Jules Pretty

Author of Sea Sagas of the North: Travels and Tales at Warming Waters

Jules Pretty OBE is Professor of Environment and Society and Director of Centre for Public and Policy Engagement, University of Essex. He is a nature writer, scientist and storyteller. His books include The East Country (2017), The Edge of Extinction (2014), This Luminous Coast (2011, 2014), The Earth Only Endures (2007), Agri-Culture (2002) and Regenerating Agriculture (1995).

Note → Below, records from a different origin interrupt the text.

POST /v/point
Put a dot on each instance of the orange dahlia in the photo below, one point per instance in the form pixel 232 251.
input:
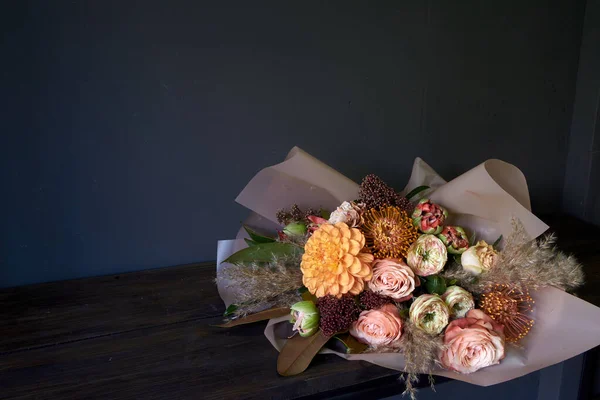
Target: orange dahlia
pixel 333 263
pixel 389 232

Host of the Louder Than Words podcast; presenter of the 1999 BBC Radio 4 series Ploughing Eden; contributor to the 2001 BBC TV The Magic Bean, he is Chief & Founding Editor of the International Journal of Agricultural Sustainability. He received an OBE in 2006 for services to sustainable agriculture and the British Science Association Presidential Medal (Agriculture and Food) in 2015. He is a trustee for WWF-UK and was appointed President of Essex Wildlife Trust in 2019. This Luminous Coast was winner of New Angle Prize for Literature in 2013, and The East Country was winner of the East Anglian book of the year in 2018.

He is a regular invited speaker at conferences and festivals, and to community and conservation groups. He has spoken at book festivals, on national and local radio. Festival appearances include the Hay Festival, Oundle Book Festival, Larne Folklore Society, Aye Write Festival (Glasgow), Chipping Camden festival, Dartington Festival of Words, Essex Book Festival, River Stour Festival, First Light Festival. Radio work includes for BBC Start the Week, The Moral Maze, BBC Five Live, and regional BBC talk shows.

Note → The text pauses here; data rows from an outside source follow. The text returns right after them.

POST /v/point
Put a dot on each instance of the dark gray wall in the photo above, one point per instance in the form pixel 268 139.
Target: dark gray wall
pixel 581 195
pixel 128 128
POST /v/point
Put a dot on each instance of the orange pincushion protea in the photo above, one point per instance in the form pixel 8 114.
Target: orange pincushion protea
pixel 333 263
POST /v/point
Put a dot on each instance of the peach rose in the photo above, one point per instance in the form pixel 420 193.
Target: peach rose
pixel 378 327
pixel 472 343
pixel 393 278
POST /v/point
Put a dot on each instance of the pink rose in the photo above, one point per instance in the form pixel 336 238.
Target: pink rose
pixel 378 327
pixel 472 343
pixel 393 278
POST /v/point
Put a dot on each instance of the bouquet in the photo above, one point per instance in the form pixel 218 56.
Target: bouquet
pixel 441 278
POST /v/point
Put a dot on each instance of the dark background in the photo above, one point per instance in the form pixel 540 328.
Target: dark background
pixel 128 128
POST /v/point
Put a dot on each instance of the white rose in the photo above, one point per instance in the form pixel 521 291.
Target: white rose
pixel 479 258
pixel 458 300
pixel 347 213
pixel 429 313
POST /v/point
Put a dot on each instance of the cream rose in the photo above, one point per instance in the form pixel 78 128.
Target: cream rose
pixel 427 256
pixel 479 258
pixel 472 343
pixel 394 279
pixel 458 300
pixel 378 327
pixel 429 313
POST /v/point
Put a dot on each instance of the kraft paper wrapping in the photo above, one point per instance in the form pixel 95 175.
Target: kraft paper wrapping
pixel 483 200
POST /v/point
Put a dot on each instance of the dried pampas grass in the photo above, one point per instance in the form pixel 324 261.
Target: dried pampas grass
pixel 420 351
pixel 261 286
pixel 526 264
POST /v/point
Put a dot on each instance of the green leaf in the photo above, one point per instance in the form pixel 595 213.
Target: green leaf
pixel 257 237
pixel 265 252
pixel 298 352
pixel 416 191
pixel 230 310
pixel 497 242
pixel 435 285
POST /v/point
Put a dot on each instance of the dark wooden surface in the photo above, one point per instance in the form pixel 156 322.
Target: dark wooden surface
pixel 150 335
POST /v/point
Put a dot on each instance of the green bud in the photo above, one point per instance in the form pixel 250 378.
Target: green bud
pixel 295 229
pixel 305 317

There are shadows on the warming, northern seas. Long ago, refugees fled Doggerland when seas encroached. Now rising seas threaten low-lying shores once again.

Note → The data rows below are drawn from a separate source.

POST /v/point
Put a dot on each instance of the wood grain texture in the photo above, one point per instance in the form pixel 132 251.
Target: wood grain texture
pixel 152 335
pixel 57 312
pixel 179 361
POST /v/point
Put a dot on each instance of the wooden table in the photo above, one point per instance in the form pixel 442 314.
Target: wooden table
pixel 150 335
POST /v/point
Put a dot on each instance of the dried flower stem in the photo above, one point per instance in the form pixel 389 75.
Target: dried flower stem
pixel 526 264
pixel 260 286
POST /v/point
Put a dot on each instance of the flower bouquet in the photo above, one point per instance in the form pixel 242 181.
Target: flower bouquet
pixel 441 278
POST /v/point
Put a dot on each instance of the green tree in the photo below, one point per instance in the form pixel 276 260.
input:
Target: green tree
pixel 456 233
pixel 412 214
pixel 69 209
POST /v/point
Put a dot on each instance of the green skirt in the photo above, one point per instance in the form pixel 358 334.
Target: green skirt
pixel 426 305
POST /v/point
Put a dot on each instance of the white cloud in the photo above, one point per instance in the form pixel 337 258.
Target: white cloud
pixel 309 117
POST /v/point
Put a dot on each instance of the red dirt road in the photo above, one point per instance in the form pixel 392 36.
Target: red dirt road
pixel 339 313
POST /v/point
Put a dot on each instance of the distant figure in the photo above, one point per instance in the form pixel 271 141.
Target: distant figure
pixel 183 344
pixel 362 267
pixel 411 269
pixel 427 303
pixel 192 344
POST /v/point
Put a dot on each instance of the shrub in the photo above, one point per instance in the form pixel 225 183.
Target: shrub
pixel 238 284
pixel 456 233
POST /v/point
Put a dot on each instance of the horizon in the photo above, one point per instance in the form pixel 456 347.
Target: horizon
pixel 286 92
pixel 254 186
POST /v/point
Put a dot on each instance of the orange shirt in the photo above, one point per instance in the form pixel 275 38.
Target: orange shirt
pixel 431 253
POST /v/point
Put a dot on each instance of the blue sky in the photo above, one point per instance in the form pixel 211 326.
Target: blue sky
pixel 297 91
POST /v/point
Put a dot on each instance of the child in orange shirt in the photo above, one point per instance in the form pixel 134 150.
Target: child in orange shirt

Jules Pretty explores moving stories from Iceland, Norway’s Lofoten islands, Denmark, eastern and northern England, Lindisfarne, Shetland, St Kilda and the Faroes. His touching tales weave a rich cultural tapestry from sagas, the heroic cliff rescues of deep-water fishermen by Icelanders, how Vikings and sheep left so few trees, the miraculous escape of Danish Jews to Sweden from Denmark in 1943, the rise of Abbess Hildr of Whitby, the enslaved Grimsby orphan boys and life on Doggerland itself.  He asks, as the fire and flood of Ragnarök seems to loom, how can we live wisely and well with nature and each other?